New install - shard failure with 1 client


(Andy) #1

So after testing ELK Stack in a test lab with some VMs and a bunch of clients with Winlogbeat, filebeat and metricbeat, I decided today to go for it and put this into my live envrionment.

I configured the stack exactly the same as I did in my lab, using the same notes that let me stand it up 3 times before and everything seemed to work. I put 1 client in with Winlogbeat and it looks fine.

BUT, after an hour I try some searches and I get shard errors? The only difference in my config is this new ELK server (all in one) is higher spec (4x core, 8gb ram and I split the data/logs onto a seperate mount point). Any ideas why?

Index: winlogbeat-2016.02.20 Shard: 1 Reason: {"type":"es_rejected_execution_exception","reason":"rejected execution of org.elasticsearch.transport.TransportService$7@4d65a7e6 on EsThreadPoolExecutor[search, queue capacity = 1000, org.elasticsearch.common.util.concurrent.EsThreadPoolExecutor@4750cd47[Running, pool size = 7, active threads = 5, queued tasks = 995, completed tasks = 31245]]"}


(Mark Walkom) #2

That indicates that your cluster is overloaded and the internal queues that it holds (threadpools) are full and cannot deal with any more.


(Andy) #3

Thanks, yeah I couldn't understand why this would happen with a single client, but I may have just found it.

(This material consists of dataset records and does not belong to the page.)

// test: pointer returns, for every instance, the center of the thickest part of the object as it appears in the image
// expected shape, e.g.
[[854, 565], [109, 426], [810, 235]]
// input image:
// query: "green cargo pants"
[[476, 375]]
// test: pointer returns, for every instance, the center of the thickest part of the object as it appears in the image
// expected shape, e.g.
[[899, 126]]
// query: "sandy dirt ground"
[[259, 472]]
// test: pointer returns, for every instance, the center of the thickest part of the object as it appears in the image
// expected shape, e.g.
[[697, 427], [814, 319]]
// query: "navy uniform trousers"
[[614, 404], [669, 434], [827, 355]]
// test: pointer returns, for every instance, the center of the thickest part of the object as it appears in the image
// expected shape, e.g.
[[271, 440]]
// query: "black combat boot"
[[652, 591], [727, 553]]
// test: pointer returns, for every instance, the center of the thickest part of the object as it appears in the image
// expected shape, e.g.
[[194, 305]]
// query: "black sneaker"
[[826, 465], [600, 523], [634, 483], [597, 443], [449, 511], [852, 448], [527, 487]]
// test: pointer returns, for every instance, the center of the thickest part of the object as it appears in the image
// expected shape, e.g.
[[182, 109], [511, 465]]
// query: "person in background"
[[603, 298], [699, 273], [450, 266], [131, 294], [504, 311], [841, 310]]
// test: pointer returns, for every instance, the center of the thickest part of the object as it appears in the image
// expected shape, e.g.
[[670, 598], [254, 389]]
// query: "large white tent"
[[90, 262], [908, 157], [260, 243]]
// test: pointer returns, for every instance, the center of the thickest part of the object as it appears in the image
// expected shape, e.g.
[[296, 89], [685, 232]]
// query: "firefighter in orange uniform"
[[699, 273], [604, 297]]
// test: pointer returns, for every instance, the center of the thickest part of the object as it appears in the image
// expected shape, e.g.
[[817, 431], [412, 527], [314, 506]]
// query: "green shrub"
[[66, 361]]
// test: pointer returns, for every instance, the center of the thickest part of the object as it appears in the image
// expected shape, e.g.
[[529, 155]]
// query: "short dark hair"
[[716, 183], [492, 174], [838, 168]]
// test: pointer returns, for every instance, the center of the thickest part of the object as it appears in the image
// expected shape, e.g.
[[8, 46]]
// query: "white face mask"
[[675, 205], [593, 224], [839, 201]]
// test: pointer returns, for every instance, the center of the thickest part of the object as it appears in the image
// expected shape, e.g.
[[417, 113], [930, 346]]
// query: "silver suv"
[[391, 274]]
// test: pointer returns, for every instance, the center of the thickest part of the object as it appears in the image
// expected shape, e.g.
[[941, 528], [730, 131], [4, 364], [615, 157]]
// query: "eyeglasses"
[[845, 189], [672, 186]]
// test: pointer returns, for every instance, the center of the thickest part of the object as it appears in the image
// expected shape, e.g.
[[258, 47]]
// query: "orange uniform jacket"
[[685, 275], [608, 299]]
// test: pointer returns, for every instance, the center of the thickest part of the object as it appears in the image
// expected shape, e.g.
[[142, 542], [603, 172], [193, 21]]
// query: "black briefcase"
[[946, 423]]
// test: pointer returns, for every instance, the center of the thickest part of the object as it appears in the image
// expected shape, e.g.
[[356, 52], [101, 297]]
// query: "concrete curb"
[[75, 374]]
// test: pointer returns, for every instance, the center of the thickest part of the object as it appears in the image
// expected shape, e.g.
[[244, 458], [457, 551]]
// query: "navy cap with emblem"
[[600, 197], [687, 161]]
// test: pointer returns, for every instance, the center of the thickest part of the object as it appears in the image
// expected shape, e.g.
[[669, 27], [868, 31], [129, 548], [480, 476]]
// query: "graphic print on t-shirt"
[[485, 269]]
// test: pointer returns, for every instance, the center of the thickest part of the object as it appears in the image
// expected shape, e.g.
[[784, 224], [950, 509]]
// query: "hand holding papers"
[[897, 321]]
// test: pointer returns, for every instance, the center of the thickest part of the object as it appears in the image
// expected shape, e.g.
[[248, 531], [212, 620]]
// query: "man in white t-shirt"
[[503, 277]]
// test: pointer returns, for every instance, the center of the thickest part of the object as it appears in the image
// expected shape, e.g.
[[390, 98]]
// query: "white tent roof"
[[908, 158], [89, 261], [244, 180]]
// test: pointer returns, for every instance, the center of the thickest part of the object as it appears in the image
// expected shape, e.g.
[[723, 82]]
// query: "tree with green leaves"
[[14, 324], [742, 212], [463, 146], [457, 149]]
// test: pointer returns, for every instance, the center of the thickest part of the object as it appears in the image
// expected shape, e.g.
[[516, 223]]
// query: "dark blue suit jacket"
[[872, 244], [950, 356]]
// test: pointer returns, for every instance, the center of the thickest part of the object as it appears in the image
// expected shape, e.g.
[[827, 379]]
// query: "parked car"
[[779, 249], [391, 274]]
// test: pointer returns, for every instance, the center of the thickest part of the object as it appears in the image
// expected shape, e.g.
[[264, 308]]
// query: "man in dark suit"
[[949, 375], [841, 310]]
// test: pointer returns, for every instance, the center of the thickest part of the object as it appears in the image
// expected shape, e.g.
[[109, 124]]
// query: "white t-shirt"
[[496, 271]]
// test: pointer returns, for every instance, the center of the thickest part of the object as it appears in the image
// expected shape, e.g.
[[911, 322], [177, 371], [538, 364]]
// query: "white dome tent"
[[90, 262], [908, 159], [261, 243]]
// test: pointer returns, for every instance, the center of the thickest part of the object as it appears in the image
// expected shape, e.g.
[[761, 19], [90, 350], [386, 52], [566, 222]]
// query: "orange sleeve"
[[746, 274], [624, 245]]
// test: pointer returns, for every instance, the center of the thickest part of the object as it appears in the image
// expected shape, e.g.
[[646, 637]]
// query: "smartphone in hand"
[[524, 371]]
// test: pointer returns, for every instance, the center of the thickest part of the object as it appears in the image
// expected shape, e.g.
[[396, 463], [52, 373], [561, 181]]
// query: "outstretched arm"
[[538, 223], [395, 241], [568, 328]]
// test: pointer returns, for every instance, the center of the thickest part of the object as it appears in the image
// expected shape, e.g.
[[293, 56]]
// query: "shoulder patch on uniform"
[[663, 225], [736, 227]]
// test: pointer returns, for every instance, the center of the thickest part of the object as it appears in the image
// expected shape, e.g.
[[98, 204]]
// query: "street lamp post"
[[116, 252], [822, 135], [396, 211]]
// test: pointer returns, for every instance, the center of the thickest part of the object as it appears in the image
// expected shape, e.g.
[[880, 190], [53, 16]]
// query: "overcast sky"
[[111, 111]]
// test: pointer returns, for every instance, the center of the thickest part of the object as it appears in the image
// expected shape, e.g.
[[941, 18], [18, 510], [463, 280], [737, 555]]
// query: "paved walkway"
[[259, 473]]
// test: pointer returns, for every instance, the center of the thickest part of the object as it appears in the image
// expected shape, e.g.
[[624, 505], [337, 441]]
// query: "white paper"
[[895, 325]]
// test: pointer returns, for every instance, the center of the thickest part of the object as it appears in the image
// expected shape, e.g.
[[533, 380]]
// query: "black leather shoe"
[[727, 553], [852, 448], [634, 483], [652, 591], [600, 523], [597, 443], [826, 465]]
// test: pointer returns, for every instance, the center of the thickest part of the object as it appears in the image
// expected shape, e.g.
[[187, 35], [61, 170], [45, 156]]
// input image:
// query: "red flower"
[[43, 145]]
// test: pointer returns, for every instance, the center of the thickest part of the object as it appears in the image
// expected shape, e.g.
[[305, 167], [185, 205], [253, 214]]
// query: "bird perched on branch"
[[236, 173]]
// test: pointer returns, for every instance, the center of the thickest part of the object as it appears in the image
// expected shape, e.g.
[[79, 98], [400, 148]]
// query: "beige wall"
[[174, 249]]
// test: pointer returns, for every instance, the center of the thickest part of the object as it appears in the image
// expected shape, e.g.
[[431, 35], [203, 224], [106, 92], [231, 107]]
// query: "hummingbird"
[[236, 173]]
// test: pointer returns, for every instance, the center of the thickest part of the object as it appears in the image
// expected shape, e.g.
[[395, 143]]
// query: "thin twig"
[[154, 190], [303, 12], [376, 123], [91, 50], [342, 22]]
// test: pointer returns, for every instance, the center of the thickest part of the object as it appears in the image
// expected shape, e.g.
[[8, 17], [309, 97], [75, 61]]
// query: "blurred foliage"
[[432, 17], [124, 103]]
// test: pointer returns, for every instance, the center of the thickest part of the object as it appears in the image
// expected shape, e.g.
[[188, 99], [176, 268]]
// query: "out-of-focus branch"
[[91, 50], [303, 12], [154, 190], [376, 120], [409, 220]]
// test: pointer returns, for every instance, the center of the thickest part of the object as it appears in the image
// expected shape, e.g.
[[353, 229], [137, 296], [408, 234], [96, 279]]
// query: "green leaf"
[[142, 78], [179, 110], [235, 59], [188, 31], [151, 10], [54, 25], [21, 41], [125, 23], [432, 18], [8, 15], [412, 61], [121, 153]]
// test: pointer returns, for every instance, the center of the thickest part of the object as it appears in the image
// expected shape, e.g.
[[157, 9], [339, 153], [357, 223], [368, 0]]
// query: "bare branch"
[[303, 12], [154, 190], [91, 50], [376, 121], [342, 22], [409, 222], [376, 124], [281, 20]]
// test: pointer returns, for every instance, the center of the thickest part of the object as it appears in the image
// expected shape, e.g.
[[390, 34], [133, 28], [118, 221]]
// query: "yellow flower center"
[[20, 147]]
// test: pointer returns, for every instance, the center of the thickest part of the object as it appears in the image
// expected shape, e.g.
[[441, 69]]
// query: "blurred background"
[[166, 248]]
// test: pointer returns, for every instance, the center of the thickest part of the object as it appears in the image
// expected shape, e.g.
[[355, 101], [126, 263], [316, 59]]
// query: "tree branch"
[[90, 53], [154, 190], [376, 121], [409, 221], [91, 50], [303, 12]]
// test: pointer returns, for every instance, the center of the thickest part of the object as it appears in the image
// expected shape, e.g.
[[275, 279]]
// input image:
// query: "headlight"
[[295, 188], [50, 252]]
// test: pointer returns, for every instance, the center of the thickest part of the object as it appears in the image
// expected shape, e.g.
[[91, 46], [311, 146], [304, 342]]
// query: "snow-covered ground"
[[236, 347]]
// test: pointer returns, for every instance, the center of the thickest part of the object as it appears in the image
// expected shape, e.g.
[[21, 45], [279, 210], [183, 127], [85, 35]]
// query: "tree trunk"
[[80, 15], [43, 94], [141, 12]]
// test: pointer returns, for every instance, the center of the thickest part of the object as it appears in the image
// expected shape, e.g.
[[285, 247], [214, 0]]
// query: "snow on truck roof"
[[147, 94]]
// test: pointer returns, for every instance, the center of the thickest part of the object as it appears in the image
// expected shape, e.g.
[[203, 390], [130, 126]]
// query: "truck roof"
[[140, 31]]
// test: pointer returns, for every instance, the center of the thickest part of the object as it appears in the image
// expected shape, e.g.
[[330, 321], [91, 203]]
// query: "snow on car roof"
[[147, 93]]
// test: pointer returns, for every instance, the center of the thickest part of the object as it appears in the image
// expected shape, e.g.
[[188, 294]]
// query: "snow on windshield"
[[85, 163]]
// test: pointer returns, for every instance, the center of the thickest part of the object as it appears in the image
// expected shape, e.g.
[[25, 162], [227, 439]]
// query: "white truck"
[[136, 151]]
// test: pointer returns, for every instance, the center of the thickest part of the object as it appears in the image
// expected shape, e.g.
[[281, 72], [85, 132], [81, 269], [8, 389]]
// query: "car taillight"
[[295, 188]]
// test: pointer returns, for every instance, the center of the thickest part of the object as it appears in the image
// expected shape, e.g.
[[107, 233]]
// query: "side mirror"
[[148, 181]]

Even though I only had 1 client reporting it, I realized I forgot to flag the winbeat.yml file to only use the last 24hrs, so it pulled in over 2yrs of logs in one go!!! So I stopped that, changed it to 24hrs, removed the resume file and flushed the elasticsearch data with curl -XDELETE 'http://localhost:9200/*'

Its now only got 24hrs of data and its not throwing errors. I guess this was just because it was too much info to injest in one go?

Are there any docs that give recommended specs for this sort of thing? THe place I work has around 250 servers that I want to injest for Wintel EventLogs and Linux Secure/Messages, plus maybe VMware hosts and Cisco switches.


(Mark Walkom) #4

The error refers to the search threadpool, so it's unlikely that ingestion that is impacting this.

What are the specs for the cluster now? How many nodes etc?


(system) #5

This topic was automatically closed 28 days after the last reply. New replies are no longer allowed.